Present a united front:
Testing the boundaries. “But at dads we can stay up until 10pm” or “Mum lets us have sweets for our breakfast” it is completely normal for children to test the new boundaries with the new dynamic. So, it is important more than ever to ensure that both parents present a united front about things such as routines, chores and consequences for bad behaviour. This approach provides consistency and reassurance for children at a time when it is needed the most. It may be helpful to approach a mediator to ask for assistance in putting a written parenting plan in place. A parenting plan can be helpful for the “big” topics such as sex education, consumption of alcohol, piercings and the introduction of either parents’ new partners. It is important to note that whilst the parenting plan is not legally binding it can provide helpful indication of both parent’s previous views and intentions should a dispute occur in the future.
Whilst you may not wish to make your private life other people’s gossip, it is imperative that you share the news of your divorce or separation with other important adults in a child’s life.

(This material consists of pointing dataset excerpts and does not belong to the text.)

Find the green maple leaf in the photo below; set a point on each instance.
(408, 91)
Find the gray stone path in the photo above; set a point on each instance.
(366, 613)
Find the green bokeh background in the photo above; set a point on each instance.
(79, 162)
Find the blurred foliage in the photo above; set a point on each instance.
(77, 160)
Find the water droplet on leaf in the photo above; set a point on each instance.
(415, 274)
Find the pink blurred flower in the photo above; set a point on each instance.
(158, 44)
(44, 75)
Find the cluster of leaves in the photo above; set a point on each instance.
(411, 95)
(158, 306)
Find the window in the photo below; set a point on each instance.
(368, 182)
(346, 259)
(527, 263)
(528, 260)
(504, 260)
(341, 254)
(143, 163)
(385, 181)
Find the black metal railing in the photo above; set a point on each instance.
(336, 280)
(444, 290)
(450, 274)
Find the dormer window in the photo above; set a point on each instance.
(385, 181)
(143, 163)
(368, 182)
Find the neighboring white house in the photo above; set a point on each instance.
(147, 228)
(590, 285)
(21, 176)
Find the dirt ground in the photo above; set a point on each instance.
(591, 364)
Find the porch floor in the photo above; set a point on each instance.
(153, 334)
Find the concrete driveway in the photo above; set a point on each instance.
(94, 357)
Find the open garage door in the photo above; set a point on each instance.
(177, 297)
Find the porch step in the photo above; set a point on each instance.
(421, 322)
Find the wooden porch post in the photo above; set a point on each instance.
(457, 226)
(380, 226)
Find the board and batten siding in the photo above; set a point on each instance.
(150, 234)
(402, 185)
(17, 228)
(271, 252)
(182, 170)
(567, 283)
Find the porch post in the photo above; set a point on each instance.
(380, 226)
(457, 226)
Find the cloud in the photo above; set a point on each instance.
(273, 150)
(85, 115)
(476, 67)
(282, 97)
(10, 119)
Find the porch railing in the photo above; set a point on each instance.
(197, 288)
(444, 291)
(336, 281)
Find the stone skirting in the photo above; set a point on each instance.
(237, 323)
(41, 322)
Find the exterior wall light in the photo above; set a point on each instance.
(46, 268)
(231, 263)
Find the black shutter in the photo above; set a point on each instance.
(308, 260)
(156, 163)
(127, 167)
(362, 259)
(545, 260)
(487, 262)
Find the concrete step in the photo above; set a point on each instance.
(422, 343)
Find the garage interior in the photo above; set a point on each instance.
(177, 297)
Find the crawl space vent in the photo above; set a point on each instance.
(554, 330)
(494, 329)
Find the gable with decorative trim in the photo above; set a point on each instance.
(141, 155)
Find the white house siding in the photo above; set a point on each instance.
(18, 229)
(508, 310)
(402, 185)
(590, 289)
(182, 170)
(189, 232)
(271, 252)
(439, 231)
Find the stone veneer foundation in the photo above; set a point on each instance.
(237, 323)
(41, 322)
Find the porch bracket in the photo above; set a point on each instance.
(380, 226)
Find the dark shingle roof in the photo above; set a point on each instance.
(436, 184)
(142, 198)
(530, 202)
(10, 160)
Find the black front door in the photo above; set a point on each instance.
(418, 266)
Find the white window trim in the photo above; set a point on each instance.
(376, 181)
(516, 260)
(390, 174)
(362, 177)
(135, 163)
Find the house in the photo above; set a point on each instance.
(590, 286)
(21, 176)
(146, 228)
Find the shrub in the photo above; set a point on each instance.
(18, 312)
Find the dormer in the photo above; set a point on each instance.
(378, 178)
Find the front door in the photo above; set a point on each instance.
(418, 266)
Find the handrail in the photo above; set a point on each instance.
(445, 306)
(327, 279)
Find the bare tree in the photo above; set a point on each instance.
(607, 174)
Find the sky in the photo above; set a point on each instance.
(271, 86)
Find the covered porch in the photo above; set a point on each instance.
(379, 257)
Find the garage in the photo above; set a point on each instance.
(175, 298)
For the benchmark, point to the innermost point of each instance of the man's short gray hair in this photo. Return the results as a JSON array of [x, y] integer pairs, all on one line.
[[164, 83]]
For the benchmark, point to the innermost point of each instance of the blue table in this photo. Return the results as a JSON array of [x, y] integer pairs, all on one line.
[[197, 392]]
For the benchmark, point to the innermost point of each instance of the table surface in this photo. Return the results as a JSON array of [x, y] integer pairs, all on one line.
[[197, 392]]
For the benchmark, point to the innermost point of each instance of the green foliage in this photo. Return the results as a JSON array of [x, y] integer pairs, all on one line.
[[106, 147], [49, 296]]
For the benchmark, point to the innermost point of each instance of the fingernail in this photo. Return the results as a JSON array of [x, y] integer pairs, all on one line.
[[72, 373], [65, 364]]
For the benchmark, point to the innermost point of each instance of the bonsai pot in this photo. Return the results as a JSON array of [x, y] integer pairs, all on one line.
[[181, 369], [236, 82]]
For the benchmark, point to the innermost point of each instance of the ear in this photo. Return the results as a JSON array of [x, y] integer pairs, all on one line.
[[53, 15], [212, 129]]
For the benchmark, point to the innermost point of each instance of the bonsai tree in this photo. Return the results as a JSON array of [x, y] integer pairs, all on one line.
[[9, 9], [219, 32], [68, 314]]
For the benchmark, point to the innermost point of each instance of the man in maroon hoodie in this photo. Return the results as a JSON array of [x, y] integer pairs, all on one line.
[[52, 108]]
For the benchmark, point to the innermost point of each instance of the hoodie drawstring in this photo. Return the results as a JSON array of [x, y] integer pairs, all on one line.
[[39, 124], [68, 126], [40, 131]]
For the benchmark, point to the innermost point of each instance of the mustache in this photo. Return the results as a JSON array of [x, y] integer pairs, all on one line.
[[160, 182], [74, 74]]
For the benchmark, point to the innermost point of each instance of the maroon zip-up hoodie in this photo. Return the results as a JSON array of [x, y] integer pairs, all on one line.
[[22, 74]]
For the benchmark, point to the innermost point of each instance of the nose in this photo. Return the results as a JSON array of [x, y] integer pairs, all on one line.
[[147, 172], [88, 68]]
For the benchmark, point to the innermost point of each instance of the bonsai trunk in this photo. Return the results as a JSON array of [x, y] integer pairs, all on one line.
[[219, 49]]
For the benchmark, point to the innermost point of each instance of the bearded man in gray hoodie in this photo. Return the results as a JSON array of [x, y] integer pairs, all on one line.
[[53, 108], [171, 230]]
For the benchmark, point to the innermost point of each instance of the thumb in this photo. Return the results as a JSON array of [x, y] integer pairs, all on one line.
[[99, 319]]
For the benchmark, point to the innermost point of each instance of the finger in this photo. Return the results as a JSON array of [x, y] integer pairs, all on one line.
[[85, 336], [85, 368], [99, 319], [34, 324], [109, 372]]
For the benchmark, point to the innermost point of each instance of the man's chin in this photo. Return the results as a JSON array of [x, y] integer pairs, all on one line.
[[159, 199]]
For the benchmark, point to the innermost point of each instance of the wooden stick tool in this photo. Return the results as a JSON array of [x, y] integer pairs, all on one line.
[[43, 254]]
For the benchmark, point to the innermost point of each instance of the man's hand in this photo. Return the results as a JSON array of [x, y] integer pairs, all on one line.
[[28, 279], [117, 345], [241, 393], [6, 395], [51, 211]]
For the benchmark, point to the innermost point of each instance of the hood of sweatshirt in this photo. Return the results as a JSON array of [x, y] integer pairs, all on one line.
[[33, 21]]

Explaining the situation to your Child’s teacher, for example, can help them be alert to changes in the child’s behaviour and be ready to provide extra support and reassurance. You may find that your child’s school have policies in place to ensure that both parents remain fully updated about things like parents evenings as well as wider pastoral support to help provide an outlet for Children who are worried about sharing how they feel for fear of adding to a parents worries.
Speak positively about the other parent:
No matter how badly you believe your former spouse has behaved towards you, you must remember that they remain your child’s parent. Criticising or blaming the other parent in front of your child can have lasting harmful affects and will often lead to a child feeling that they have to choose between their parents or hide their true feelings towards the other parent. Shielding the child as much as possible from parental conflict and encouraging their relationship with both parents is key to protecting them emotionally and mentally.
Seek specialist help
When children are showing signs of struggling with their mental health, whether during, after or outside of the divorce or separation process, early intervention by specialists can make a remarkable difference. A range of child-focussed therapies are available and can be tailored to a specific child’s age and needs, whether that be play or art therapy for very young children, family therapy attended by parents and children together, or one-on-one sessions with child psychologists for children with complex needs.